So let’s say you just purchased a 40-year-old boutique motel in Whitefish, Montana. It came complete with a derelict indoor swimming pool that’s so run down, you keep the windows covered and the doors closed so no one can peer inside. The pool space is good for nothing, it seems, but storing junk.
What would you do with it?
Eva Volcikova turned it into Mama Ev’s, an acclaimed restaurant specializing in Neapolitan-style pizza made with local grains and clean, organic ingredients largely sourced from local farms, plus wines from small vineyards and beers from Montana brewers. Tourists love it, so do families, and regional media outlets have been quick to promote it ever since it opened in late 2024.
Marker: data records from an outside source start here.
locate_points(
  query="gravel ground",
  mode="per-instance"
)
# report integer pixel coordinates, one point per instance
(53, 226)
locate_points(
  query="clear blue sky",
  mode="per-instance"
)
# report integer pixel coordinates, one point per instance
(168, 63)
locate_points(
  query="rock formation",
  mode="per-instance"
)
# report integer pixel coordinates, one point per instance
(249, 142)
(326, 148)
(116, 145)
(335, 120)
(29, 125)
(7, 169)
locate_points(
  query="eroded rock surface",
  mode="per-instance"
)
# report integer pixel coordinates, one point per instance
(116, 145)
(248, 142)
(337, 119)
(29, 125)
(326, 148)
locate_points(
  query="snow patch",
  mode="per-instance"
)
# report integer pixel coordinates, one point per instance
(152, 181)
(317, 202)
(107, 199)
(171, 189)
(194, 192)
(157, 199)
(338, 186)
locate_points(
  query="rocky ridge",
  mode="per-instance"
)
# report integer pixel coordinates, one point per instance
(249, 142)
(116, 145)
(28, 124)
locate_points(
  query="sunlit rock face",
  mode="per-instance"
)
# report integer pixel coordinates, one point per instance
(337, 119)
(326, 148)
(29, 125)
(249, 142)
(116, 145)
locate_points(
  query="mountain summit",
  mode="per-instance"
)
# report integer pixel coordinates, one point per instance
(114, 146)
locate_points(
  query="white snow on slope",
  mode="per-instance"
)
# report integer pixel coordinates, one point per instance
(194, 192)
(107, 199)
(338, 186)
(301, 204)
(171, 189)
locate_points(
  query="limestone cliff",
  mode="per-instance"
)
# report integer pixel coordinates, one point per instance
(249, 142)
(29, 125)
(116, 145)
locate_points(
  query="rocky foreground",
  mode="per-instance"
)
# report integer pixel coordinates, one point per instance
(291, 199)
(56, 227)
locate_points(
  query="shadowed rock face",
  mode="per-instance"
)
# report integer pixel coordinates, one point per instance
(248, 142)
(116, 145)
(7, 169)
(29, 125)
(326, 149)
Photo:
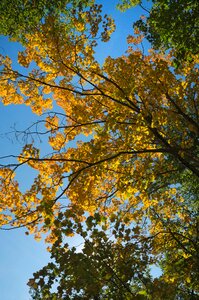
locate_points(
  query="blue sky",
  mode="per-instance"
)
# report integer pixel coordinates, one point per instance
(21, 255)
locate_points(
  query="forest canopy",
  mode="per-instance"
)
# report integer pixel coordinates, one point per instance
(123, 166)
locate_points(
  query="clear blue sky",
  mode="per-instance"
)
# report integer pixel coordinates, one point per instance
(21, 255)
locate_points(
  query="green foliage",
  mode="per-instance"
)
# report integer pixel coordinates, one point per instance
(173, 24)
(20, 17)
(170, 24)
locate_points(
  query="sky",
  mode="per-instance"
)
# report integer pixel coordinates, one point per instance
(21, 255)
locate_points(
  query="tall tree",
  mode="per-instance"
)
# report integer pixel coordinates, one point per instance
(140, 116)
(21, 17)
(170, 24)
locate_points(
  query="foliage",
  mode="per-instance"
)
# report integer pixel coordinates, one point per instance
(20, 17)
(171, 24)
(113, 263)
(124, 188)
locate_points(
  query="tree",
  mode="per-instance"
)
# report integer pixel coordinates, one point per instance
(170, 24)
(140, 116)
(21, 17)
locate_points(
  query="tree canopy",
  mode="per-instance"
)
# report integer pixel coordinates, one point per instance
(170, 24)
(123, 168)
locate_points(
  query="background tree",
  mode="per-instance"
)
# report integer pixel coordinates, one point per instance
(140, 116)
(21, 17)
(170, 24)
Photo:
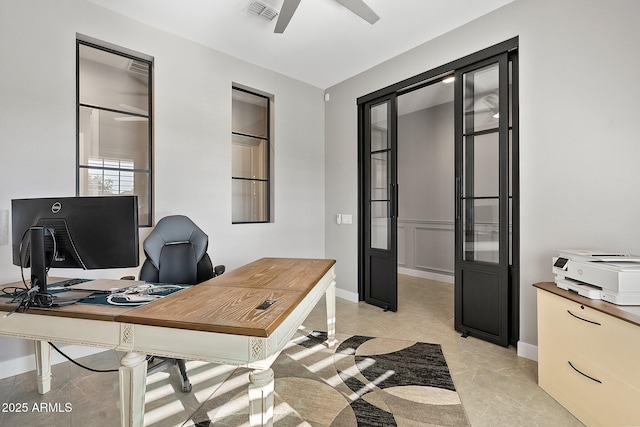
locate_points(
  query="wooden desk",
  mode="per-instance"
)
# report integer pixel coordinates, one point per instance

Volcikova hails from the Czech Republic, attended college in the U.S. and soon settled on the East Coast. But after her mother’s death about a decade ago, she realized she missed living in ski country. She packed her family up and moved west to Whitefish, where she bought the Chalet Inn and hired Chef Jose Lopez away from a New York pizzeria that had made a big impression on her years earlier.
As Volcikova related the story to Flathead Living magazine, “I said, ‘Listen, Jose. Not today, not this year, but I am opening a pizzeria in Whitefish, Montana,’ and he laughed, you know, and we exchanged numbers.”
Volcikova finally opened the doors at Mama Ev’s last December after luring Lopez—along with his pizza-making sons—to Whitefish. They’ve since formed a partnership that has earned the 55-seat pizzeria a 4.3 rating on Yelp. “I always want to recreate that feeling of, ‘It’s the best bite,’” she told Flathead Living.

As her restaurant’s name suggests, Volcikova—known to her kids’ friends as “Mama Ev”—has created a warm, nurturing space for the community. Illuminated golden stars drip from the ceiling, and large windows, facing the west and south, let in natural light for added coziness. In addition to six specialty pizzas like the Prosciutto Arugula and the Burrata, she serves up cakes based on her mother’s recipes and nonalcoholic beverages like homemade raspberry, blackberry and traditional lemonade.
Her goal is to make everyone feel welcome. “I feel like some places stare you up and down or when you have kids and [the] kids make a mess,” she noted in the Flathead Living interview. “Kids should make a mess. That’s what I want here. I want life here, not some fine dining room. I want everyone to be happy here and just get the best food and get the best drinks.”